Moyens matériels disponibles

Rectoscope performant

Colonne vidéo très médiocre

 

Résultats observés

Quantitatifs

Activité de formation :

2 cours théoriques aux synthésards de 90 minutes :
1) la lithiase urinaire
2 ) les infection urinaires

en moyenne, 8 à 10 étudiants, très motivés et parfois d’un niveau exceptionnel,

Activité chirurgicale :

Suites des résection simples avec désondage au 3éme jour et sortie du patient au 4éme jour contre 10 à 15 jours habituellement par voie haute .
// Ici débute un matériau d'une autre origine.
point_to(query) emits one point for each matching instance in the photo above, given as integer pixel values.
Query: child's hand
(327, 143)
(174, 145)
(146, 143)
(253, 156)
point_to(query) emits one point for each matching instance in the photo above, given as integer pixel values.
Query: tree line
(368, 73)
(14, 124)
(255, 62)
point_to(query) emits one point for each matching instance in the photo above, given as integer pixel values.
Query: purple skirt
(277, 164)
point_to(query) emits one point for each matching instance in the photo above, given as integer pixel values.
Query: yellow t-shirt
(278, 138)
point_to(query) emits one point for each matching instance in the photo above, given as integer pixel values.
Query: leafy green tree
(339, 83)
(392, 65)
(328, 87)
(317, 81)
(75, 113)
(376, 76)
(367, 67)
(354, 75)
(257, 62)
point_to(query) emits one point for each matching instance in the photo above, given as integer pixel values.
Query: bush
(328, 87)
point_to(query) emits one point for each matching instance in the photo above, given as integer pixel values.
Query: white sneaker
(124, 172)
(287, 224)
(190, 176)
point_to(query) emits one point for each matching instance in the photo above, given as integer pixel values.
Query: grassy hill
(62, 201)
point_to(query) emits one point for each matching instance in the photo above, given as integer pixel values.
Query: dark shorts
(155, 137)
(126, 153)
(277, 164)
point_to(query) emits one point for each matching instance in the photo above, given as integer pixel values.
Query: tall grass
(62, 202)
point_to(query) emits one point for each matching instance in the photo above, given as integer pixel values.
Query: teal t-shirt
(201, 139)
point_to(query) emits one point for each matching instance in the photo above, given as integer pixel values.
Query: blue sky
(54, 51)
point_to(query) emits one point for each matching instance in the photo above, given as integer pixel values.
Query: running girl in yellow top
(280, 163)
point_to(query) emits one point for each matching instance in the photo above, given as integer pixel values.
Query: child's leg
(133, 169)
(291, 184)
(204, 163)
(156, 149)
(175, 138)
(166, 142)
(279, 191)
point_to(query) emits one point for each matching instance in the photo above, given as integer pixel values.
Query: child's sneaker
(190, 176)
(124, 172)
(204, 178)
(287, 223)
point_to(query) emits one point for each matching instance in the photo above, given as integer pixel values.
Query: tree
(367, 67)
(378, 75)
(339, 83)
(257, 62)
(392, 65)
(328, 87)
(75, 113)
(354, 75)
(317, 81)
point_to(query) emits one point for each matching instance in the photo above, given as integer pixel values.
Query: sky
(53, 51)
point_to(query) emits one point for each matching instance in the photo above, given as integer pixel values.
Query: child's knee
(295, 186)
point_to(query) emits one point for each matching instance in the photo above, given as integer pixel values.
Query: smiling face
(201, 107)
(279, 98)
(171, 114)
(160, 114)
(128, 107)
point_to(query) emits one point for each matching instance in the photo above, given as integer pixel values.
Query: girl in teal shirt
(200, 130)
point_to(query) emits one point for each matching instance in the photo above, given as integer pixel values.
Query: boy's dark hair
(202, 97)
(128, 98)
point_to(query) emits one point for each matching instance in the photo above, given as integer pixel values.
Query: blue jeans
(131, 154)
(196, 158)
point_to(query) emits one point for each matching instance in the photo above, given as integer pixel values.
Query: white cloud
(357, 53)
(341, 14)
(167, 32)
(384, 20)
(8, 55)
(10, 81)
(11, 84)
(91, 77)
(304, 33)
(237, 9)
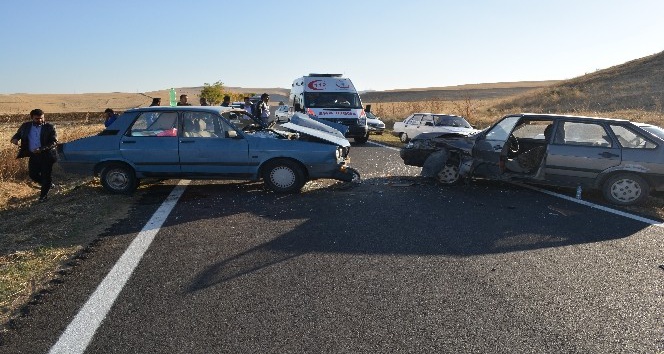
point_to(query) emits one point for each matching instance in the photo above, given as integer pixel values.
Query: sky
(97, 46)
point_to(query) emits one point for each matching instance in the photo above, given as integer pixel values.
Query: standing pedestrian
(227, 101)
(38, 141)
(183, 101)
(263, 109)
(110, 117)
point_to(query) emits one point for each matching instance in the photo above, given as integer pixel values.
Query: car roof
(564, 116)
(217, 109)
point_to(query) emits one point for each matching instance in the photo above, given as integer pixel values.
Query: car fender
(633, 168)
(100, 164)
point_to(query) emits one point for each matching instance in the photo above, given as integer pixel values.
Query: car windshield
(654, 130)
(332, 100)
(450, 121)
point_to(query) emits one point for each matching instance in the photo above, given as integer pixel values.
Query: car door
(579, 151)
(490, 145)
(210, 146)
(151, 143)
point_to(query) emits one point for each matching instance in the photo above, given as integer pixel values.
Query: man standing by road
(38, 141)
(183, 101)
(263, 109)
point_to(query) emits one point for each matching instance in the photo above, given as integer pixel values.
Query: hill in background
(635, 85)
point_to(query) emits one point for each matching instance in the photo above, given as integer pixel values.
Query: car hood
(459, 140)
(302, 124)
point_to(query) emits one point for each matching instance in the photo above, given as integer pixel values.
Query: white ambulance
(333, 98)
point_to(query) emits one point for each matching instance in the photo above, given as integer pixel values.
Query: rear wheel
(283, 176)
(118, 178)
(625, 189)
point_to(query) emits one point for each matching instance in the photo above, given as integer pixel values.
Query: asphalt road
(394, 265)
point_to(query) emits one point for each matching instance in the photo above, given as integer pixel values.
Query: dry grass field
(40, 241)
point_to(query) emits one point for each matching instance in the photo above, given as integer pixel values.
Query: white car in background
(418, 123)
(375, 125)
(282, 113)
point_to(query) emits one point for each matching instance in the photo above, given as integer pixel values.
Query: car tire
(625, 189)
(449, 174)
(118, 178)
(362, 140)
(283, 176)
(356, 175)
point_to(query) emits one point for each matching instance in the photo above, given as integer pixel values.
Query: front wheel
(625, 189)
(118, 178)
(363, 139)
(449, 174)
(283, 176)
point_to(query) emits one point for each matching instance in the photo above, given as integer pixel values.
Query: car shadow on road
(394, 216)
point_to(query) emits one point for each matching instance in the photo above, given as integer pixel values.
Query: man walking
(38, 141)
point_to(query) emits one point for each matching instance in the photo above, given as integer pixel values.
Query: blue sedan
(208, 143)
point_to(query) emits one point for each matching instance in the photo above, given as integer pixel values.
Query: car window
(534, 130)
(583, 134)
(654, 130)
(415, 120)
(450, 121)
(155, 124)
(502, 129)
(630, 139)
(201, 125)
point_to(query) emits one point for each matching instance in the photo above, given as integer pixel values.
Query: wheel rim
(117, 179)
(282, 177)
(449, 174)
(626, 190)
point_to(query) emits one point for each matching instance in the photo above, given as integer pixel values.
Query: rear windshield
(332, 100)
(654, 130)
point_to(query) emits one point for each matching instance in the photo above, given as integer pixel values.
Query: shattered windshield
(332, 100)
(450, 121)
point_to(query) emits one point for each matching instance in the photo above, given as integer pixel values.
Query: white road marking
(571, 199)
(593, 205)
(80, 331)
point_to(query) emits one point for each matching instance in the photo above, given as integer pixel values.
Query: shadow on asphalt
(386, 216)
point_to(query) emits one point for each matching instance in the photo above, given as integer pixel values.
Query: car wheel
(283, 176)
(118, 178)
(362, 140)
(625, 189)
(356, 175)
(449, 174)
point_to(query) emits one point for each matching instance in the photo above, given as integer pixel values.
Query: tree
(214, 93)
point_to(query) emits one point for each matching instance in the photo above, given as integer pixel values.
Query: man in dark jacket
(38, 142)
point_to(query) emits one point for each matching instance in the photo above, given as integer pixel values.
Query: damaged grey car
(623, 159)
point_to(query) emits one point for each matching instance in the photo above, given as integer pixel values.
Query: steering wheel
(514, 144)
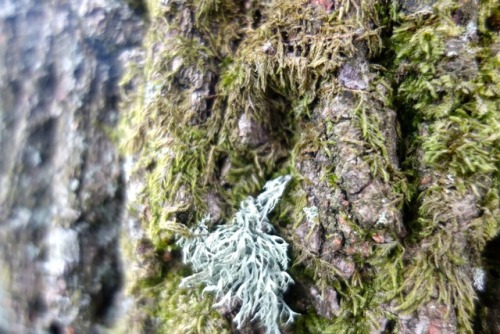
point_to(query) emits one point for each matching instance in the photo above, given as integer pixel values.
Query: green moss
(456, 113)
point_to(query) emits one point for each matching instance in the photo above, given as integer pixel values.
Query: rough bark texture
(384, 113)
(62, 190)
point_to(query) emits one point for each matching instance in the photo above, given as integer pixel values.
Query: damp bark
(384, 113)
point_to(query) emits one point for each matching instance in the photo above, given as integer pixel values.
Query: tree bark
(385, 114)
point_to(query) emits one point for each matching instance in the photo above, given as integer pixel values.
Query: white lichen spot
(382, 219)
(243, 265)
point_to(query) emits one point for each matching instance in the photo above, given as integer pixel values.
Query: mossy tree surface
(385, 114)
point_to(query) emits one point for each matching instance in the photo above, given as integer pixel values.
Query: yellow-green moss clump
(236, 92)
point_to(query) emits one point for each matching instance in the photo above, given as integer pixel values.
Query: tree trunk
(386, 116)
(61, 183)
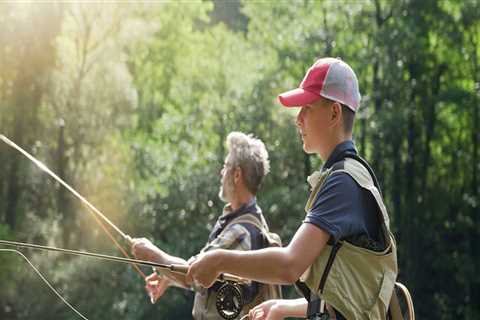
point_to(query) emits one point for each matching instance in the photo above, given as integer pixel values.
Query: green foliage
(131, 104)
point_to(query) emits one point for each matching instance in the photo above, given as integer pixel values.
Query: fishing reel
(229, 300)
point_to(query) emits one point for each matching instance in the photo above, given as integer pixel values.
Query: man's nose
(299, 120)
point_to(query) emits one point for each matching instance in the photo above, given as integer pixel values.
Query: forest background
(131, 103)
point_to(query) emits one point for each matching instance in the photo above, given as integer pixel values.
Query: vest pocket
(379, 310)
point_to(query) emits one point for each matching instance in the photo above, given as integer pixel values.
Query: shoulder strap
(250, 218)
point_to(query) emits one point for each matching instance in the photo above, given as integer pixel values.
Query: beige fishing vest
(361, 281)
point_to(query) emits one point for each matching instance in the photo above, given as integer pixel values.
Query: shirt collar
(229, 214)
(339, 152)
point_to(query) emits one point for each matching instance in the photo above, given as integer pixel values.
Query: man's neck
(241, 198)
(334, 143)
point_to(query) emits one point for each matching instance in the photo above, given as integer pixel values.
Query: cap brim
(298, 97)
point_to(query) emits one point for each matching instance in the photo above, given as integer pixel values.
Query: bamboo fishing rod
(175, 268)
(99, 217)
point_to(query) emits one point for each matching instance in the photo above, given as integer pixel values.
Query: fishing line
(46, 282)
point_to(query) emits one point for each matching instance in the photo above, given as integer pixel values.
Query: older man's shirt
(237, 236)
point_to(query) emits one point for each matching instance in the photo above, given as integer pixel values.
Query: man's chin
(221, 196)
(307, 148)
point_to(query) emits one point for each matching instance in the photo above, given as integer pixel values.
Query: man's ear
(237, 175)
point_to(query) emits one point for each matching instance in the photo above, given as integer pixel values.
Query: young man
(243, 172)
(343, 253)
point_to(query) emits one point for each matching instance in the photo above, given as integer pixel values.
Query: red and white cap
(330, 78)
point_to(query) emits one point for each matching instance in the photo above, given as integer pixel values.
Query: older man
(344, 251)
(241, 226)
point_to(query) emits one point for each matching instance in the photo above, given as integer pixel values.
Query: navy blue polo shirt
(342, 208)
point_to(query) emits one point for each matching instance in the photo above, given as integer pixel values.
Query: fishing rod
(175, 268)
(99, 217)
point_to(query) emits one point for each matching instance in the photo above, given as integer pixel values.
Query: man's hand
(156, 286)
(268, 310)
(144, 249)
(204, 269)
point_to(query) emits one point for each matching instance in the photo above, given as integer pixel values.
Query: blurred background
(131, 103)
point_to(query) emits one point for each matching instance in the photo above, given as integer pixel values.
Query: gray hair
(251, 156)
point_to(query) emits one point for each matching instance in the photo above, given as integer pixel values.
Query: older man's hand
(156, 286)
(204, 269)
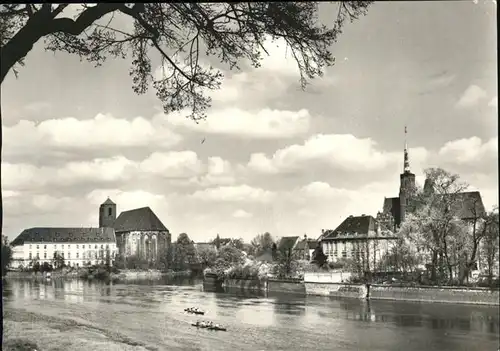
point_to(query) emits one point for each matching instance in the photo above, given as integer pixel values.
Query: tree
(286, 262)
(177, 32)
(228, 256)
(185, 253)
(217, 242)
(6, 258)
(318, 257)
(207, 256)
(58, 260)
(262, 243)
(490, 247)
(434, 226)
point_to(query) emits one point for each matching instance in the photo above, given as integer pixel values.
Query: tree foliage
(178, 33)
(185, 253)
(318, 257)
(262, 243)
(207, 256)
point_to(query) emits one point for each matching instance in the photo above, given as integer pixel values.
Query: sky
(270, 156)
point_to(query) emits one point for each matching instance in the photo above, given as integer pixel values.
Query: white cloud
(240, 193)
(169, 165)
(465, 151)
(127, 200)
(241, 214)
(103, 131)
(343, 151)
(174, 164)
(472, 95)
(493, 102)
(264, 124)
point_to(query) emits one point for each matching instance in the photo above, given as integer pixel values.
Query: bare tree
(178, 32)
(434, 225)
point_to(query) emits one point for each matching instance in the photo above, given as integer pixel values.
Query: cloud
(182, 165)
(240, 193)
(493, 102)
(470, 150)
(342, 151)
(101, 132)
(472, 95)
(264, 124)
(241, 214)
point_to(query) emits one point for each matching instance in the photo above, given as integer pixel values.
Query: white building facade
(76, 247)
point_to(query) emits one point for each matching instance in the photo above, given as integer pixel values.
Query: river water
(77, 315)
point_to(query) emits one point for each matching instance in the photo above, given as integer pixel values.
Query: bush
(19, 345)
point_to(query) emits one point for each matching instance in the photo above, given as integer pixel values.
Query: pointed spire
(406, 158)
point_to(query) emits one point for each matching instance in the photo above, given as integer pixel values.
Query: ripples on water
(78, 315)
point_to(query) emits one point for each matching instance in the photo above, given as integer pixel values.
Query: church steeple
(406, 167)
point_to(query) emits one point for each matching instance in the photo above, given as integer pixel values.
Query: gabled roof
(468, 205)
(306, 243)
(354, 227)
(46, 234)
(108, 202)
(267, 256)
(312, 243)
(138, 219)
(287, 242)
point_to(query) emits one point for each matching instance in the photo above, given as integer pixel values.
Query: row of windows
(89, 254)
(69, 246)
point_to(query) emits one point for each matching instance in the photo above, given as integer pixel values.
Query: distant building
(305, 248)
(357, 237)
(467, 206)
(287, 244)
(136, 232)
(76, 246)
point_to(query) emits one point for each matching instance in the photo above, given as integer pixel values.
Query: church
(138, 232)
(395, 209)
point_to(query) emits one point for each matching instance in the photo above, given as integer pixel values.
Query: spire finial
(406, 158)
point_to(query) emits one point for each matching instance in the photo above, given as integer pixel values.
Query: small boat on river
(209, 326)
(194, 310)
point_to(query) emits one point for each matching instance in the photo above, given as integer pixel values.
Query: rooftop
(47, 234)
(138, 219)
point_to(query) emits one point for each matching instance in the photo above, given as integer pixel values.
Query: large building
(77, 247)
(467, 205)
(360, 237)
(137, 232)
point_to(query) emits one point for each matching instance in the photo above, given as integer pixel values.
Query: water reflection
(142, 311)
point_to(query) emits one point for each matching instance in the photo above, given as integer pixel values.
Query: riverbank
(433, 294)
(86, 274)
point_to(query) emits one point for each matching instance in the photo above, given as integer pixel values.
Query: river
(77, 315)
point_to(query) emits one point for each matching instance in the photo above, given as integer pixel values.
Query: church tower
(107, 214)
(407, 185)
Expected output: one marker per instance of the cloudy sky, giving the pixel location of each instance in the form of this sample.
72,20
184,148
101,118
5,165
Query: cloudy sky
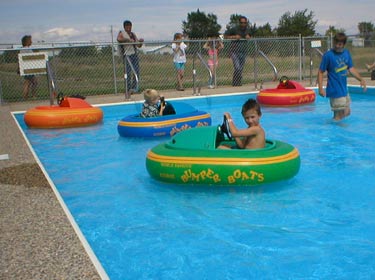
91,20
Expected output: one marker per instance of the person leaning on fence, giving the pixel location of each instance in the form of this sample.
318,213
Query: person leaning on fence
179,59
238,48
213,46
337,62
151,106
130,50
30,81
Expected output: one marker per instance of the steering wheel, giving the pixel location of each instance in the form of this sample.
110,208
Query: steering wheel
60,98
225,128
284,79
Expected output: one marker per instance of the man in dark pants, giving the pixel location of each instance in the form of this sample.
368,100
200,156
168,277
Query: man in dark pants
130,50
238,49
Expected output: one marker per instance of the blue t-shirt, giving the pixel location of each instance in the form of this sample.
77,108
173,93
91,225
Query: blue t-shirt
337,66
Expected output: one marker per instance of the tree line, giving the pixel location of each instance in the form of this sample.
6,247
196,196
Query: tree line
201,25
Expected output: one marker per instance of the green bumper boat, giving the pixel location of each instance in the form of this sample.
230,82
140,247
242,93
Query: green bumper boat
191,157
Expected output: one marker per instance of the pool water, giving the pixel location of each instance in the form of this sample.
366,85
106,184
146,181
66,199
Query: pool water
318,225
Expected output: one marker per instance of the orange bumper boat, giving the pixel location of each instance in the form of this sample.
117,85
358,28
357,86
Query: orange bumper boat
287,93
71,112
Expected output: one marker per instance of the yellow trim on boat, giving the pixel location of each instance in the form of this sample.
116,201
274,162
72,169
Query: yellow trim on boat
222,160
162,122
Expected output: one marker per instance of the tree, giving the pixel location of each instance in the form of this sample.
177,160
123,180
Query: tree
234,22
333,31
263,31
199,25
366,29
296,24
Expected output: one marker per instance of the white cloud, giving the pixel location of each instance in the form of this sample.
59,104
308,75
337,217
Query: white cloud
61,32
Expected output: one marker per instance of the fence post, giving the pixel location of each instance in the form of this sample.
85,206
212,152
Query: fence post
255,65
1,94
301,52
113,62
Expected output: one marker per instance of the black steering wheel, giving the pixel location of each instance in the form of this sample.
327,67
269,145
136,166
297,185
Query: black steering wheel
60,98
284,79
225,128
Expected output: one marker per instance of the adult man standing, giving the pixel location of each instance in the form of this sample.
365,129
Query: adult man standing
129,50
238,49
337,62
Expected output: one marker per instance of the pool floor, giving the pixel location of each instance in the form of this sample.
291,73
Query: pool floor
318,225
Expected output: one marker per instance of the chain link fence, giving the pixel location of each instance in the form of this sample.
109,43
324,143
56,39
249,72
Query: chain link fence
98,68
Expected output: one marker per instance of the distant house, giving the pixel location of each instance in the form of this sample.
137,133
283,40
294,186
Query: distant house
358,42
160,49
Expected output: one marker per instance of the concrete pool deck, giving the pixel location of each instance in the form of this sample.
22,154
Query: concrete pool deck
37,239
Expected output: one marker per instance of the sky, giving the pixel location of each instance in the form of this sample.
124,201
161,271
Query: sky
95,20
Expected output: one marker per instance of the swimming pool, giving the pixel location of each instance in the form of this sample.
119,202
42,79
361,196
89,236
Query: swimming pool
318,225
A déplorer la perte inacceptable d’un patient de 85 ans après une résection de prostate qui s’était déroulée sans problème et sans saignement. Le patient est décédé à la 8éme heure post-opératoire d’un tableau évoquant une infarctus du myocarde (pas de surveillance  mentionnée  entre 14 h et 18h, heure du DC 8)

Qualitatifs

Enseignement, je pense profitable, mais le niveau en endoscopie est quasi nul, malgré les 2 sessions précédentes. Les urologues sont loin d’être autonomes, surtout dans les conditions d’équipement actuel

Je n’ai donc pas laissé le rectoscope à leur disposition.

Points forts :

Motivation très forte du Dr MARA qui est très travailleur et concentré et à même de développer la résection endoscopique s’il est soutenu régulièrement.
JO au bloc  opératoire.

 

Points à améliorer :

Nombreux :  :
obtenir un ECRAN de bonne qualité, une 2éme SOURCE de lumière, un CYSTOSCOPE  adulte avec canal opérateur indispensable pour traiter en consultations   les rétrécissements urétraux, innombrables du fait de fausses routes quasi systématiques   lors des sondages pour rétention d’urine ;
un véritable URETROTOME INTERNE avec canal opérateur (il existe des lames  d’urétrotome qui fonctionnent avec le résecteur, mais  la gaine est beaucoup trop grosse pour réaliser ,le geste dans les rétrécissements sévères  qui sont légion et il n’y pas de canal opérateur pour introduire un guide dans le rétrécissement .

Recommandations pour la suite des actions

Création d’une unité d’UROLOGIE AUTONOME, qui seule permettra d’effectuer ces activités d’endoscopie  dans   des   conditions   techniques   acceptables   avec   stérilisation, entretien, maintenance du matériel par un personnel compétent (JO?) et pourquoi pas  devenir un centre de formation endoscopique des urologues de cette partie  de l’Afrique de l’OUEST .

Il existe un local attenant au service d’urologie de 60 m2 qui conviendrait parfaitement pour la création de cette unité urologique (consultations, échographie, endoscopie ambulatoire, chirurgie endoscopique). La direction de l’hôpital semble prête à libérer ce local, qui nécessite bien entendu des travaux d’aménagement : toiture, carrelage, paillasse de stérilisation, éclairage, panneaux solaires, groupe électrogène autonome)

 

CONCLUSION

Mission passionnante : TOUT est à faire en urologie.

Je suis prêt à m’investir dans ce projet en participant à toutes les missions possibles, à rechercher et fournir le matériel spécifique manquant nécessaire à mes yeux.